Der Aufstieg von Yuki Tsunoda zum Red Bull Formel 1-Team wurde als entscheidender Moment in seiner Rennkarriere erwartet, verwandelte sich jedoch schnell in ein bittersüßes Kapitel, das ihn mit anhaltenden Bedauern zurückließ. Der japanische Fahrer, der vier herausfordernde Saisons im Faenza-basierten Team verbracht hatte, erreichte schließlich 2025 die begehrte Beförderung zum vollen Red Bull-Team. Doch der Traum entfaltete sich nicht wie erhofft, was ihn dazu brachte, über das nachzudenken, was er hinter sich gelassen hatte—ein „ziemlich gutes verdammtes Auto“, das er mitentwickelt hatte.

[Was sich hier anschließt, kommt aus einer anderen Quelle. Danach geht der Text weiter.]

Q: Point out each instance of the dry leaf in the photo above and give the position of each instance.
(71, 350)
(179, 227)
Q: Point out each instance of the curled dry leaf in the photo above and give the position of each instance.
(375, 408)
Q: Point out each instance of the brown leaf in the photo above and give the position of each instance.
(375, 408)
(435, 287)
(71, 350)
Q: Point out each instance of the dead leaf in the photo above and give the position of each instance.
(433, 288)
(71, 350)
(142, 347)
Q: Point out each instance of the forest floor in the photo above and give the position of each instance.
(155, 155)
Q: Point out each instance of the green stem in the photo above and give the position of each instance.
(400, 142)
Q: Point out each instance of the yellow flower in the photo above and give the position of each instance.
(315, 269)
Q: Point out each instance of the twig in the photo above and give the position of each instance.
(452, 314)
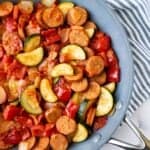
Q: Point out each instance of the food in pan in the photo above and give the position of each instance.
(58, 73)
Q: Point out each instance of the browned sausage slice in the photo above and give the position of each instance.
(101, 79)
(58, 142)
(79, 37)
(66, 125)
(79, 86)
(78, 74)
(5, 8)
(42, 144)
(95, 65)
(93, 91)
(53, 17)
(64, 34)
(90, 24)
(77, 16)
(53, 114)
(90, 116)
(38, 17)
(12, 43)
(89, 52)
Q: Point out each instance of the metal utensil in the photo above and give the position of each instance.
(145, 142)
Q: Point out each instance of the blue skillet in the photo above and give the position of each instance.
(107, 22)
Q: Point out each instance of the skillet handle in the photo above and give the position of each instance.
(123, 144)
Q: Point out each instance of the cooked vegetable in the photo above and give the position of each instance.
(32, 42)
(79, 37)
(105, 103)
(66, 125)
(53, 17)
(98, 64)
(48, 3)
(78, 74)
(89, 52)
(90, 32)
(93, 91)
(5, 8)
(42, 144)
(12, 43)
(47, 91)
(39, 19)
(63, 90)
(84, 106)
(99, 123)
(79, 86)
(71, 109)
(77, 16)
(3, 95)
(25, 6)
(53, 114)
(90, 116)
(65, 7)
(100, 79)
(110, 86)
(54, 61)
(32, 58)
(27, 144)
(63, 69)
(58, 141)
(72, 52)
(81, 133)
(29, 101)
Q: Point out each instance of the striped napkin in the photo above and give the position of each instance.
(134, 15)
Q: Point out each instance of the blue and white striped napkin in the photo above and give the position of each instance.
(134, 15)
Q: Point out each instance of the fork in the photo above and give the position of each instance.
(145, 142)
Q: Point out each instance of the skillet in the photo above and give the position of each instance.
(107, 22)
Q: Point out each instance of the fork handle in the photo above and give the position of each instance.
(123, 144)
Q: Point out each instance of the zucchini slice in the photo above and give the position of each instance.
(48, 3)
(105, 103)
(47, 92)
(62, 70)
(29, 101)
(81, 133)
(84, 106)
(32, 58)
(110, 86)
(32, 42)
(65, 6)
(73, 52)
(90, 32)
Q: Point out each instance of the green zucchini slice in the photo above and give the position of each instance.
(29, 101)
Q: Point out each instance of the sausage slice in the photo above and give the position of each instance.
(66, 125)
(95, 65)
(53, 114)
(53, 17)
(12, 43)
(79, 37)
(58, 142)
(77, 16)
(5, 8)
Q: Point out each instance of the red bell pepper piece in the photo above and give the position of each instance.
(25, 121)
(63, 90)
(10, 112)
(13, 137)
(37, 130)
(49, 129)
(71, 109)
(99, 122)
(101, 42)
(113, 70)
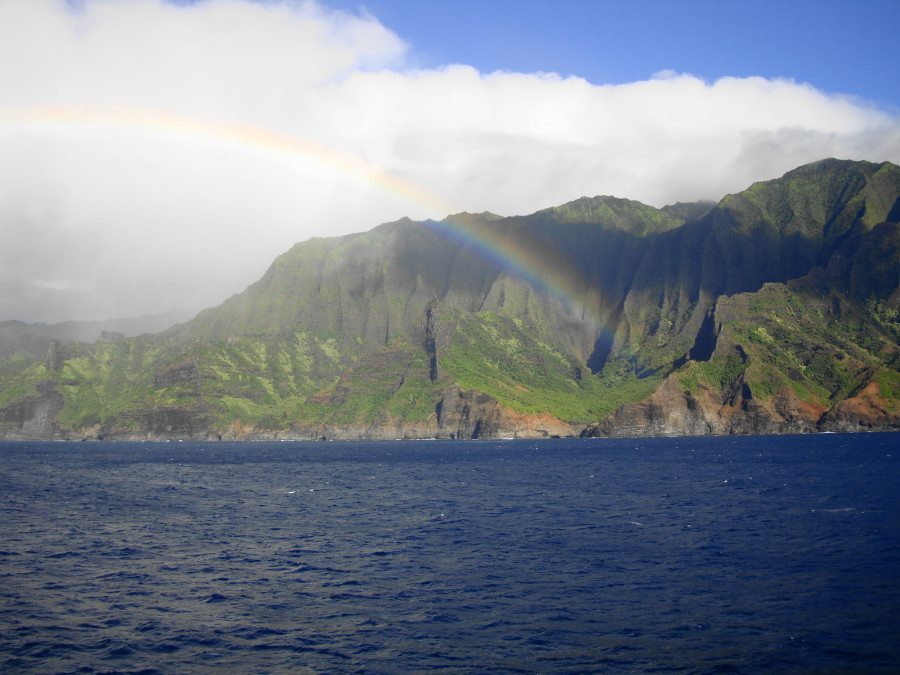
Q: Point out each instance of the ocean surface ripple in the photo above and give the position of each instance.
(697, 555)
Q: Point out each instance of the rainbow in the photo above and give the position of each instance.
(519, 256)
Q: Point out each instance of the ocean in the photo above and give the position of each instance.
(770, 554)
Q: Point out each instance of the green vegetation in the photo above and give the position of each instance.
(374, 329)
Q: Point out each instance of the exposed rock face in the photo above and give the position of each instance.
(33, 416)
(864, 412)
(671, 411)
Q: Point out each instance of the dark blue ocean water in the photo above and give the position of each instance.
(708, 555)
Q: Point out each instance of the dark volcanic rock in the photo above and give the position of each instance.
(33, 416)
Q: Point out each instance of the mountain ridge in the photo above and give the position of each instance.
(773, 311)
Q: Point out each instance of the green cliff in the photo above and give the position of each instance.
(775, 310)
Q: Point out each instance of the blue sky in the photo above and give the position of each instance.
(179, 147)
(840, 46)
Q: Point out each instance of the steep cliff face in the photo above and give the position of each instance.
(777, 310)
(33, 416)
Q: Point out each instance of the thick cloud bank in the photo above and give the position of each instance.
(157, 155)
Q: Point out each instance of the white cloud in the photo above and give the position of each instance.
(155, 155)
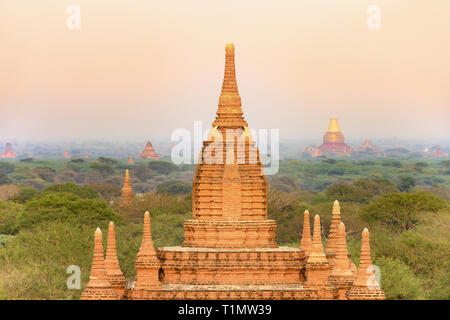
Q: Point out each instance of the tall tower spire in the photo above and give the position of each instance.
(98, 287)
(332, 242)
(147, 264)
(127, 193)
(317, 266)
(229, 113)
(305, 244)
(115, 275)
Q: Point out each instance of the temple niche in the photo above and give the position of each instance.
(229, 251)
(149, 152)
(333, 143)
(8, 152)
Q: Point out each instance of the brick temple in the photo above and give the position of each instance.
(229, 251)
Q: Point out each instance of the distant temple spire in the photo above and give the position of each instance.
(149, 152)
(115, 275)
(98, 287)
(127, 192)
(8, 152)
(305, 243)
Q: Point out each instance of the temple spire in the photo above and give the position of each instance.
(341, 262)
(334, 230)
(115, 275)
(147, 263)
(229, 113)
(127, 192)
(98, 287)
(316, 253)
(229, 86)
(365, 286)
(305, 243)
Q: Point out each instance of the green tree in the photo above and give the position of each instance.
(84, 192)
(4, 179)
(6, 168)
(162, 167)
(103, 168)
(406, 183)
(174, 187)
(401, 211)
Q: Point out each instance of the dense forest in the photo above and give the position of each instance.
(49, 210)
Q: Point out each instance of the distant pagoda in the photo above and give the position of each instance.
(229, 251)
(149, 152)
(333, 142)
(367, 146)
(437, 153)
(8, 152)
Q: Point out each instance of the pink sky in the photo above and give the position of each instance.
(145, 68)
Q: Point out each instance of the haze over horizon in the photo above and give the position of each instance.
(141, 69)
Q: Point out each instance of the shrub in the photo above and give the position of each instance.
(284, 183)
(6, 168)
(106, 190)
(406, 183)
(65, 207)
(9, 212)
(103, 168)
(401, 211)
(4, 179)
(83, 192)
(162, 167)
(398, 281)
(108, 161)
(25, 194)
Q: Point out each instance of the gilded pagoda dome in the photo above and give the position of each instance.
(333, 134)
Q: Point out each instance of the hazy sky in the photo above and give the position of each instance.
(145, 68)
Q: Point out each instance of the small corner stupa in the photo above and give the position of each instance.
(127, 192)
(8, 152)
(229, 251)
(99, 287)
(333, 142)
(149, 152)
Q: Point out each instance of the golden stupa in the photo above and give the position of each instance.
(333, 142)
(333, 134)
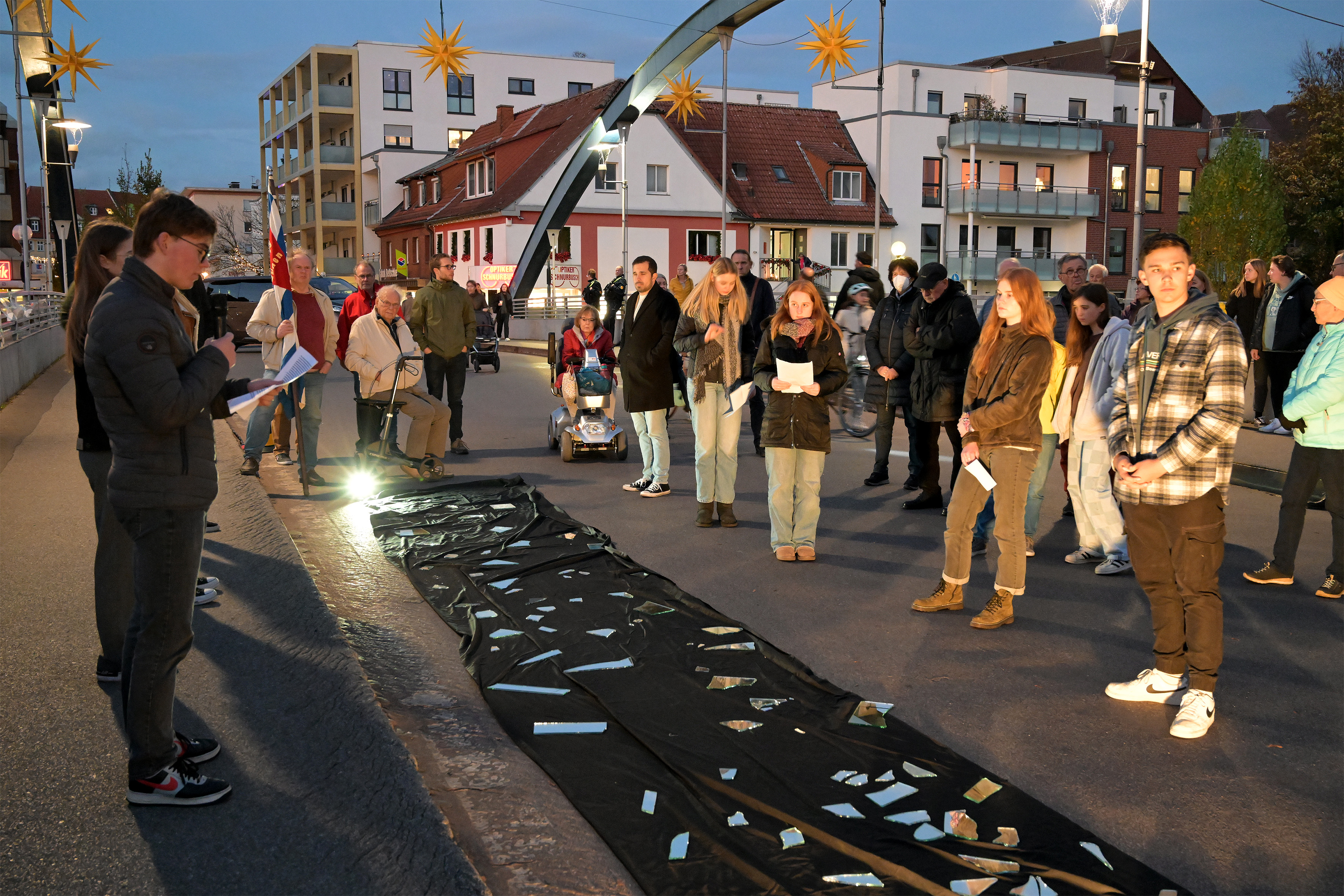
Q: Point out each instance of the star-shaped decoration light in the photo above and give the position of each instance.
(47, 6)
(443, 53)
(685, 96)
(73, 61)
(832, 45)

Tsunodas Zeit bei Red Bull war von Kämpfen geprägt, mit dem formidablen Max Verstappen im RB21 Schritt zu halten, was letztendlich in seiner Herabstufung zu einer Test- und Reservistenrolle mündete, als der Rookie Isack Hadjar seinen Platz einnahm. Dieser Wechsel nahm Tsunoda nicht nur seinen wettbewerbsfähigen Platz für die Saison 2026, sondern zwang ihn auch, sich dem emotionalen Druck zu stellen, ein Auto aufzugeben, das seinen Stempel trug. „Das einzige Bedauern, das ich habe, ist, dass ich dieses ziemlich gute verdammte Auto in VCARB vermisse“, äußerte er und offenbarte die Tiefe seiner Bindung an das Fahrzeug. „Es ist das Auto, das ich über die Jahre mit dem Team entwickelt habe… und ich bin mir sicher, dass auch mein DNA darin steckt.“
Der Verlust des VCARB-02, ein Produkt von Tsunodas unermüdlichem Einsatz und Zusammenarbeit mit seinem Team, lastet schwer auf ihm. Rückblickend auf die Entwicklungsreise bedauerte er: „Es ist wie das Wegwerfen deiner Kinder.“ Dieses Gefühl unterstreicht die Verbindung, die Fahrer oft zu ihren Maschinen haben, insbesondere wenn sie so viel von ihrer Identität in sie investiert haben.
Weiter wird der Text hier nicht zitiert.